Monday, 23 August 2010

China - The first Terracotta Warrior

Day 5

Hello everyone!

Though it seemed like we had barely scratched the surface, it was time to leave Beijing. We didn't have enough time, and wanted to see as much of the country as possible to get a truer experience of China. Hypocrisy reigns in that statement, however, as we only wanted to see one thing at our next destination - Xi'an.

To get to Xi'an from Beijing requires a flight or, if like us you have little money, an overnight train.Though Matt and Kelly were new to this phenomenon, I have done this a few times when backpacking around Europe, so I sort of knew what to expect. The other point to make is that there is always someone worse off than you. We had managed to reserve beds - a lot of people only had seats or were standing.

This was the first of two back-to-back overnight trains for us, to enable us to move at a swift pace. This was the shorter of the two, weighing in at a mere 11 hours. We arrived at Beijing's giant West railway station, marvelled at the sheer number of bodies, and then were on our way.

The sleepers have four beds, so we are guaranteed a stranger each time. Due to a mix-up, Kelly was in a different room, so Matt and I had two older Chinese women staring at us. We tried making conversation. It was tough, normally resulting in us pointing at something in our Lonely Planet that had the Chinese writing. Still, a half-decent sleep later and we were in Xian for a 12 hour detour.

We left our bags at a hostel before hopping on a bus to see the sight that had taken us out here - the Terracotta Warriors. One of the most famous archeological discoveries in history, they consist of thousands of life-size army figurines, each with a unique facial expression or hand gesture. Their creator, Qin Shi Huang, ordered their creation to protect him in the afterlife.

There are three main 'pits' that house the Warriors.

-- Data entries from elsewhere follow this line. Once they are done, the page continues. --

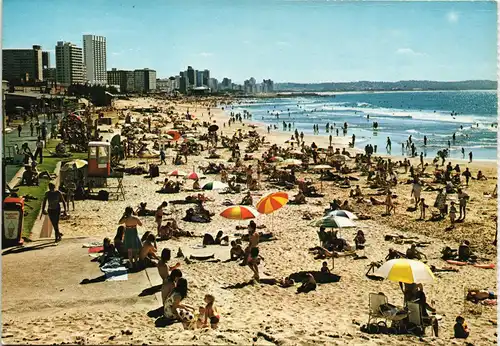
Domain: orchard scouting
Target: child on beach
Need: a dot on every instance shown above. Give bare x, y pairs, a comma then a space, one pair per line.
453, 213
254, 261
211, 313
163, 267
324, 268
461, 330
423, 206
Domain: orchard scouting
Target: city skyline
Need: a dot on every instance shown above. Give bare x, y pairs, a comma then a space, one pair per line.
287, 41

We attacked them in reverse, thus leaving the biggest for last. The middle pit was surprising, in that most of it is still yet to be unearthed. Before I came I didn't realise that this was a work in progress.

The third pit, the first we saw, was amazing, with warriors and horses dotted around, but it was naturally the biggest pit that was the most special. The way they are lined up is spectacular. It is a big pit as well, and definitely worth making an effort to see the 7,000 plus warriors.

They are about 35km away from the city, so we had to get a bus back to Xi'an. It wasn't particularly fun, as our driver seemed to be paid for the number of times he could honk his horn. He must have made a fortune when we were on board.

From there the three of us, plus a German called Milo, went to see a giant goose pagoda. It was big, but we opted against the steep 50Y entrance fee. Instead, we marvelled at the amount of Western food outlets behind it. We then ended in the taxi of a wannabe F1 driver. No drivers seem to use their mirrors - he is not an exception.

We were too late to scale the city walls so got some food in a very local establishment. Ants running along the floor etc. But a big bowl of noodle soup, three big dumplings and beer for 10Y - about $1.50 - meant that we were not going to complain.

It would have been nice to stay longer in Xi'an, but we had a new attraction to attack. With this in mind, we hopped on our second overnight train in a row. Destination - Chengdu, Sichuan province.